Glossary
Capital costs to cash flow generated by the principal activity ratio
Capital costs / cash flow generated by the principal activity.
Capitalization to cash flow generated by the principal activity ratio (P/CF)
P/CF = the amount of capitalization / cash flow generated by the principal activity.
P/CF (Price to Cash Flow ratio). Its small values may mean that a company has a lot of free cash left that may be used, for instance, for paying dididends or buying out shares, thus increasing the incomes of the shareholders.
Capitalization to total sales receipts ratio (P/S)
P/S = the amount of capitalization / total sales receipts.

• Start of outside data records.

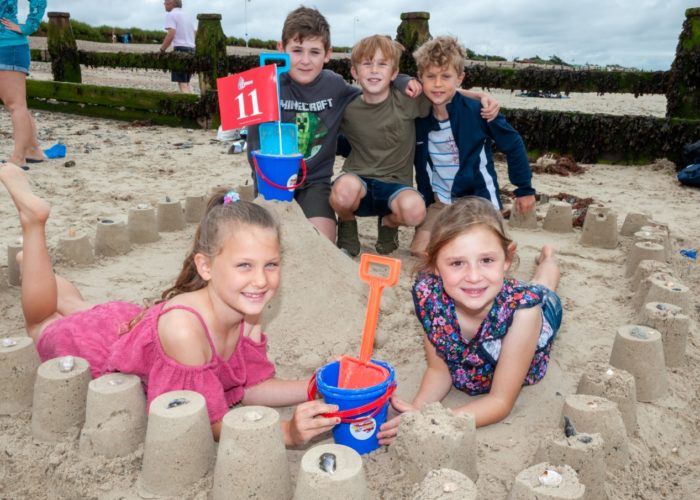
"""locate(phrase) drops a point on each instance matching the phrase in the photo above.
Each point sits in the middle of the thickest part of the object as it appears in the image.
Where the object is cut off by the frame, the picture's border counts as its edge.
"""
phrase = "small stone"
(550, 478)
(450, 487)
(66, 364)
(252, 416)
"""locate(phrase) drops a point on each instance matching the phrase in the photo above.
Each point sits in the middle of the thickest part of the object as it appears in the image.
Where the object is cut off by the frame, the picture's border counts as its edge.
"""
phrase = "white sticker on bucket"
(363, 430)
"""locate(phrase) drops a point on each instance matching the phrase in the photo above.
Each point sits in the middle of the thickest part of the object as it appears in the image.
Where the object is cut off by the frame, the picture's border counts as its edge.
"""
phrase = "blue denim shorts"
(379, 196)
(552, 310)
(15, 58)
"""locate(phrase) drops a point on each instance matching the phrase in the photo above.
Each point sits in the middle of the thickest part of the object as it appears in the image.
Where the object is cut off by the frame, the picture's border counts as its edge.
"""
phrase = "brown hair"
(458, 218)
(304, 22)
(220, 222)
(365, 49)
(440, 52)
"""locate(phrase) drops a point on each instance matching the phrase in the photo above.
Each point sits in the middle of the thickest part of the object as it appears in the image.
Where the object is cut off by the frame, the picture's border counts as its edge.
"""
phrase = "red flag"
(249, 97)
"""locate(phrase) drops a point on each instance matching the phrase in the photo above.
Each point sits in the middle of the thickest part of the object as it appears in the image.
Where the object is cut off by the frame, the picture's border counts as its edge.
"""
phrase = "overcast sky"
(639, 33)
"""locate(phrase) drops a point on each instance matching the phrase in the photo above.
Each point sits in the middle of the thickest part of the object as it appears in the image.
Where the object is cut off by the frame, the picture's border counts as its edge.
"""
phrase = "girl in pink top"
(203, 335)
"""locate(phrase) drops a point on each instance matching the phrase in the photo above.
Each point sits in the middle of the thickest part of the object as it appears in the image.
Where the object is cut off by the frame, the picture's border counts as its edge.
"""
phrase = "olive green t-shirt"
(383, 136)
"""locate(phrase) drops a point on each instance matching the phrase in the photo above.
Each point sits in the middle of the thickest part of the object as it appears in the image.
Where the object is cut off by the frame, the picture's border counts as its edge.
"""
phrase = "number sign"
(248, 98)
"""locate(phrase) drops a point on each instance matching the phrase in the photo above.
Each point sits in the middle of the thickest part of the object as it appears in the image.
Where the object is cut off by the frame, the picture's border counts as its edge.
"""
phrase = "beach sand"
(319, 310)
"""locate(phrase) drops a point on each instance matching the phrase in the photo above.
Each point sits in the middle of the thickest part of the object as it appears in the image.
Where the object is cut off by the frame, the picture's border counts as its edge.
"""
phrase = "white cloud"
(641, 33)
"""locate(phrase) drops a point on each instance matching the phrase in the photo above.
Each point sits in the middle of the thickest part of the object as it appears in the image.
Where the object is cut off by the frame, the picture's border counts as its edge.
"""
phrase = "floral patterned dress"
(472, 363)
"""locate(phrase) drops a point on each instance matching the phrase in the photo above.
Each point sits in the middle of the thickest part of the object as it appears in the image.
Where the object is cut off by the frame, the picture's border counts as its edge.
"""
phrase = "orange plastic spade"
(356, 373)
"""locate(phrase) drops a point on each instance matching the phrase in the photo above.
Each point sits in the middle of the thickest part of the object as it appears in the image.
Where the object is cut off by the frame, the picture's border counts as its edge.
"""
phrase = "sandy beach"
(112, 166)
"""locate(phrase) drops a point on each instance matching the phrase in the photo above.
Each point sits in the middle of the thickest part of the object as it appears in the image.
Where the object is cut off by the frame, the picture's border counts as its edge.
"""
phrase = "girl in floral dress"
(485, 333)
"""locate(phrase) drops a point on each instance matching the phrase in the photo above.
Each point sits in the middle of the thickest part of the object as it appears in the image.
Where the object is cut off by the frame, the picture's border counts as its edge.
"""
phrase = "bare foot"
(547, 252)
(32, 209)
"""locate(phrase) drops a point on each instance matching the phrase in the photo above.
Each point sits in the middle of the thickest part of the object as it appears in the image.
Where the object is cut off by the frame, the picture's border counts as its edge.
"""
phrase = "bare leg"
(547, 272)
(13, 93)
(39, 289)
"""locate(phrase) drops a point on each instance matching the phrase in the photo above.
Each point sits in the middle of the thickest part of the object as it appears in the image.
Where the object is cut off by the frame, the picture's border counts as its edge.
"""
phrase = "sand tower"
(634, 222)
(585, 453)
(559, 218)
(547, 482)
(179, 448)
(195, 207)
(76, 248)
(593, 414)
(615, 384)
(599, 227)
(445, 484)
(18, 364)
(142, 224)
(637, 349)
(331, 472)
(111, 238)
(672, 324)
(115, 416)
(60, 391)
(524, 221)
(251, 440)
(170, 216)
(435, 438)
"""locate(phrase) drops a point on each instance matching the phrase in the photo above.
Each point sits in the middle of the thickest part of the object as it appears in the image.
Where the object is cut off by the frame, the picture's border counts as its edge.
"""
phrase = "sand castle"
(435, 438)
(599, 227)
(331, 472)
(251, 440)
(60, 391)
(544, 481)
(18, 364)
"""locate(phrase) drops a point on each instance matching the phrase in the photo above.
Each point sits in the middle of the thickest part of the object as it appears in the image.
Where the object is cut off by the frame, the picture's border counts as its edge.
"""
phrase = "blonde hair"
(304, 22)
(365, 49)
(220, 222)
(440, 52)
(459, 218)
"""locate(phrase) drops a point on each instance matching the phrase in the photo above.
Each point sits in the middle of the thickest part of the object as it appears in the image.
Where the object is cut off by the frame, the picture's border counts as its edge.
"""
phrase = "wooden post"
(211, 43)
(683, 93)
(63, 50)
(412, 33)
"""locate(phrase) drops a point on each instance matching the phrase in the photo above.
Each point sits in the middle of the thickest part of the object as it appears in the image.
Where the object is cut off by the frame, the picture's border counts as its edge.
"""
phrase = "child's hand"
(308, 421)
(524, 204)
(388, 430)
(489, 108)
(414, 88)
(10, 25)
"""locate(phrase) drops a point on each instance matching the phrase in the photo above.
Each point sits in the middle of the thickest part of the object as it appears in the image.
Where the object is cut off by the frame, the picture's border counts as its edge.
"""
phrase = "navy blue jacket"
(476, 175)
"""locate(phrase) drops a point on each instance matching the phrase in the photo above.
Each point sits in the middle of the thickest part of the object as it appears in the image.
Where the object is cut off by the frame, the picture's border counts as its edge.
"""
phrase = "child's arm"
(489, 106)
(308, 420)
(517, 351)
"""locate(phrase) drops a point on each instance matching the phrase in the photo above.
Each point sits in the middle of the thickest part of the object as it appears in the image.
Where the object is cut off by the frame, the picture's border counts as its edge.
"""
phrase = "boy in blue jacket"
(454, 156)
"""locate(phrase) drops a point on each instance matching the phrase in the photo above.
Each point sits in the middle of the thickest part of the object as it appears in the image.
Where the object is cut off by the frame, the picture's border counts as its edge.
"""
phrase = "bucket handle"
(278, 186)
(350, 416)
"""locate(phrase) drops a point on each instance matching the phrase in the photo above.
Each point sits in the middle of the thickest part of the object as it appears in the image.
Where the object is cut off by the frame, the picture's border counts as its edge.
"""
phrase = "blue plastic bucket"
(359, 432)
(277, 175)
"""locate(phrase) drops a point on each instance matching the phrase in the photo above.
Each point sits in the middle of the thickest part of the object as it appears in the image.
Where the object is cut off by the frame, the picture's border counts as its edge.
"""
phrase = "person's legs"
(39, 293)
(13, 93)
(346, 194)
(547, 272)
(407, 209)
(313, 200)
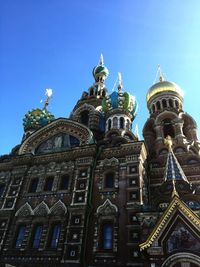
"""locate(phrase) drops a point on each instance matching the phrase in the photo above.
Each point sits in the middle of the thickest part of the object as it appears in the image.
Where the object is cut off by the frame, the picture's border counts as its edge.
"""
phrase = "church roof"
(176, 203)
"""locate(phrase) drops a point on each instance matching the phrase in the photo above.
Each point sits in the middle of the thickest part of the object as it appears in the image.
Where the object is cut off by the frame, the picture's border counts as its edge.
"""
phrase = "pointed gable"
(168, 218)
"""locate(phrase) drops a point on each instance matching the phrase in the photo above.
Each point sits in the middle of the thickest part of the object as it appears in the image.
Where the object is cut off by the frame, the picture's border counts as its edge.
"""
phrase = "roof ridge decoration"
(175, 203)
(173, 170)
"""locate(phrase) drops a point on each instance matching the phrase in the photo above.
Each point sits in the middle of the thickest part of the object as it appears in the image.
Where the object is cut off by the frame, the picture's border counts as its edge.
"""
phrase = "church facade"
(85, 191)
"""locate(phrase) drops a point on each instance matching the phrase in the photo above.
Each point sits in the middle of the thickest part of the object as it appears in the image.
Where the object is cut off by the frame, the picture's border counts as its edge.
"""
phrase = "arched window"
(168, 128)
(109, 180)
(164, 103)
(33, 185)
(20, 236)
(171, 103)
(85, 117)
(37, 234)
(48, 183)
(115, 122)
(158, 105)
(64, 184)
(107, 232)
(109, 124)
(55, 235)
(121, 123)
(2, 186)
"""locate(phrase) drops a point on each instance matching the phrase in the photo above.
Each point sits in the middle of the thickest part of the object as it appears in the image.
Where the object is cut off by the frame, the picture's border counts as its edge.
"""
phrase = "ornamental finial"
(120, 82)
(161, 76)
(49, 94)
(168, 142)
(101, 61)
(174, 192)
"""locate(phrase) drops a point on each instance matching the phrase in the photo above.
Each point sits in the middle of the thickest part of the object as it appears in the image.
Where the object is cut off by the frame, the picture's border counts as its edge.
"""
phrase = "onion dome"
(120, 101)
(37, 118)
(100, 72)
(164, 87)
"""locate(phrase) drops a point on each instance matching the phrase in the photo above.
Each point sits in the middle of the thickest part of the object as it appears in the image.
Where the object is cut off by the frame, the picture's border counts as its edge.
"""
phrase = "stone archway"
(182, 259)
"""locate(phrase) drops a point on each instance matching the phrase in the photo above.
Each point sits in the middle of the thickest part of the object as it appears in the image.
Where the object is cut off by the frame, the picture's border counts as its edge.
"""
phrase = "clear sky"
(56, 43)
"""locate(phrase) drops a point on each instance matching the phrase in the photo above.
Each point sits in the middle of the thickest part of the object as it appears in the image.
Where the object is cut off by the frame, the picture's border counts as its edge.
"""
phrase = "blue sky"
(56, 43)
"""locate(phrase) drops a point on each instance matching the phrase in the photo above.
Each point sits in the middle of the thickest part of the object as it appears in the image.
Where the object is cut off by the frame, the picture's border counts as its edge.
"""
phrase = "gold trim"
(175, 202)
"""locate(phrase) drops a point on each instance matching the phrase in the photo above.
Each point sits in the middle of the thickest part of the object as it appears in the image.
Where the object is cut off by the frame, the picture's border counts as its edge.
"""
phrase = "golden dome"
(164, 86)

The price/revenues ratio (P/S ratio) is a financial indicator equaling the ratio between the market capitalization of a company and its annual revenues. This indicator is among the basic indicators used for comparing the investment-wise attractiveness of public companies. Supposedly, the comparison may be done within a homogenious industry where reasonableinvestors expect revenues to generate according profits or cash flow. Small values of this indicator mean that the company in question is underestimated, while large number mean it is overestimated.
Corrected EBITDA
Corrected EBITDA = a company's EBITDA - its income received from subsidiaries + shares in EBITDA of subsidiaries.
Corrected EBITDA norm
Corrected EBITDA norm = EBITDA / Earnings.
Current liquidity ratio
Current liquidity ratio = circulating assets / current liabilities.
This shows whether a company has enough resources that may be used for repaying short-term debt. The lower number shows that a company has at least enough circulating assets to cover its short-term debt so as not to be threatened by bankruptcy. Having circulating assets exceeding debt more than3 times is also undesirable, illustrating the irrational structure of the assets.